Nous avons vu, la semaine dernière, que Radio Tunis (qui était désignée, à ce moment-là, par le nom de Radio P.T.T.) a été inaugurée le 14 octobre 1938.
L’historien Fayçal Chérif nous apprend que l’inauguration de cette Radio était venue en riposte à l’installation en Libye par l’Italie de Radio Tripoli, en langue arabe, dotée d’une puissance de 50 kwatt.
J’ai également parlé, dans ma précédente chronique, de la radio qu’avaient fondée, alors que notre pays était occupé par les troupes de l’Axe, de jeunes nationalistes tunisiens courageux. Et je voudrais apporter quelques précisions, là-dessus.
« Cette seule radio, purement tunisienne, encouragée par les autorités allemandes, était Radio-Patrie (أذاعة الوطن) dirigée par Mahmoud Messadi, Hassine Triki et Besbes, en février 1943. Au même moment, ce groupe publiait un organe de presse « Al Chabab » (الشباب) obtenu grâce à la permissivité des autorités de l’Axe, particulièrement allemandes.
L’éclosion de cette première véritable radio tunisienne ne dura pas longtemps (février-début mai 1943) et ses instigateurs et dirigeants durent quitter la Tunisie, à l’arrivée des troupes alliées.

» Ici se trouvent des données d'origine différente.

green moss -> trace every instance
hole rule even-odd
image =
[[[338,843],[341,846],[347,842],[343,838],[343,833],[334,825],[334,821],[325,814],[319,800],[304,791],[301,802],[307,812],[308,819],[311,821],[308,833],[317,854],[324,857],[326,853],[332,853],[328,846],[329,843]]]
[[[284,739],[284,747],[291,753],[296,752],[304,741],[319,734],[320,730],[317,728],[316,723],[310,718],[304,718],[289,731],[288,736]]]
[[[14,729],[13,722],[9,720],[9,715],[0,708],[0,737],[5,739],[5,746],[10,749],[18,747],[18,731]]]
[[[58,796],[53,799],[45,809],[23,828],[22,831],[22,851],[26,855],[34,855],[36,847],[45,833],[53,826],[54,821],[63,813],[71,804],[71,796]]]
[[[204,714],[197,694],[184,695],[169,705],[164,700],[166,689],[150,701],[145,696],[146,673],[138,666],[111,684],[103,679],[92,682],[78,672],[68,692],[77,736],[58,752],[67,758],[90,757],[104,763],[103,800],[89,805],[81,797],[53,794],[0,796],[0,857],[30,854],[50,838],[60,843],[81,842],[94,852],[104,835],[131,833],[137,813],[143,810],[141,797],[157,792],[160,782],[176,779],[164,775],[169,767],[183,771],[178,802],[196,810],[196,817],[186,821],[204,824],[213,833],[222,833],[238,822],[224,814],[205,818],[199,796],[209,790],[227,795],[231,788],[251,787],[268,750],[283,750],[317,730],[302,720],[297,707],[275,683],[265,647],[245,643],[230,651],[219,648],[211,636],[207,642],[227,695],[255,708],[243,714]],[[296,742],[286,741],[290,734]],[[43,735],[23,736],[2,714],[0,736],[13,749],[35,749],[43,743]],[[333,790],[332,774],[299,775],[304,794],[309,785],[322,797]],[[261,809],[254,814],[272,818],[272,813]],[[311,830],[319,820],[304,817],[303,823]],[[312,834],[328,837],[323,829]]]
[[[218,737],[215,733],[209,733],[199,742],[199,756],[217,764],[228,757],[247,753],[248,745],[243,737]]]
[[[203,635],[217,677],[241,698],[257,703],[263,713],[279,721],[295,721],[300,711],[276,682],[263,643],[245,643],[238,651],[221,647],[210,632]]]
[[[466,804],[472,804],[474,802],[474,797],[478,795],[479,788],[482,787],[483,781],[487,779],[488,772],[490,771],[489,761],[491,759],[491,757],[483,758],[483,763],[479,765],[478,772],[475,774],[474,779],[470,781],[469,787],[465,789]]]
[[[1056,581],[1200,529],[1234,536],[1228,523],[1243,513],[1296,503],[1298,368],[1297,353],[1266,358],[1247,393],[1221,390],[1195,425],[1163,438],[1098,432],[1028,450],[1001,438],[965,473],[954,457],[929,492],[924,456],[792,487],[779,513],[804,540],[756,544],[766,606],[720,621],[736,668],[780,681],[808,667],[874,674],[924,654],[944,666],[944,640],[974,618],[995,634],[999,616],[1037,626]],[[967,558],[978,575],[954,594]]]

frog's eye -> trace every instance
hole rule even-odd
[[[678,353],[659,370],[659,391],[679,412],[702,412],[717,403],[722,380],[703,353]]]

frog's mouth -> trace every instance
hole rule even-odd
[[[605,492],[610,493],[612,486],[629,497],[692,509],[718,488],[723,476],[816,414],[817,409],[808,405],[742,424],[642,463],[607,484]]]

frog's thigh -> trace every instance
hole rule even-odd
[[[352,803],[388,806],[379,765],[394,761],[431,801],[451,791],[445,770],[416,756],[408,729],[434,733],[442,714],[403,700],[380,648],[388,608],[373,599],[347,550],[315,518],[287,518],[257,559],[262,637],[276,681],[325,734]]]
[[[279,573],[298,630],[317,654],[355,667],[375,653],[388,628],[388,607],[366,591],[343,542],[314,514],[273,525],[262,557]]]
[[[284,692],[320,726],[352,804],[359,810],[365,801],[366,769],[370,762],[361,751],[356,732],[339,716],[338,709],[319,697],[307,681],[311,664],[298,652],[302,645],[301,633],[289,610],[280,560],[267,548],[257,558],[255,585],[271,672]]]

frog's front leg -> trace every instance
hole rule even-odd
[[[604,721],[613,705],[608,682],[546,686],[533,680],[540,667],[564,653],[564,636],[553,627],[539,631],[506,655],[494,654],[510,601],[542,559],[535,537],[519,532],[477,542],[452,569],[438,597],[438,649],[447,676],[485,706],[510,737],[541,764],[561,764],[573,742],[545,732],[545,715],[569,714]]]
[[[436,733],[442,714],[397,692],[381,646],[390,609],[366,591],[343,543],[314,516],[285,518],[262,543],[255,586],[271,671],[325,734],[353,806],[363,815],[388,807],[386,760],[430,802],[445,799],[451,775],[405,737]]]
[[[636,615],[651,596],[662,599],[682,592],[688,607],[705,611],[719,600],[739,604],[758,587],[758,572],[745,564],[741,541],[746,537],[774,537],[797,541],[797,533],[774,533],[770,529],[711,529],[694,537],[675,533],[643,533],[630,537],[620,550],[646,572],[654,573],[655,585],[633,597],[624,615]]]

Rachid Driss et Triki gagnèrent Berlin où ils fondèrent le Bureau du Maghreb arabe, publièrent un journal et utilisèrent les ondes de Radio Berlin pour les besoins de la propagande nationaliste tunisienne » (1).
Revenons, à présent, à Radio Tunis : l’une des premières choses qu’ils firent, organiser un concours pour recruter des psalmodieurs du Coran. Furent recrutés les cheikhs Ali Barrak, Allala Ghazali, Tijani Ghodhbane, Mohamed Najjar, Amor Chaouachi, et Mohamed Ettounsi.
D’autre part, en consultant les programmes de cette radio, on est frappé par le nombre d’émissions féminines. A signaler, à ce propos, que les regrettées Chérifa Messadi (qui était mariée à l’époque au regretté Bouzid) et la grande lutteuse pour la cause féminine dans notre pays faisaient partie des productrices de ces émissions.
Quant à la première speakerine tunisienne c’était la regrettée Arbia Zaouche qui avait choisi pour pseudonyme Selma. Cette speakerine est décédée jeune, à la fleur de l’âge, et voici sa notice nécrologique parue dans la revue kairouanaise « Leila » :
UNE DOUCE VOIX S’EST TUE…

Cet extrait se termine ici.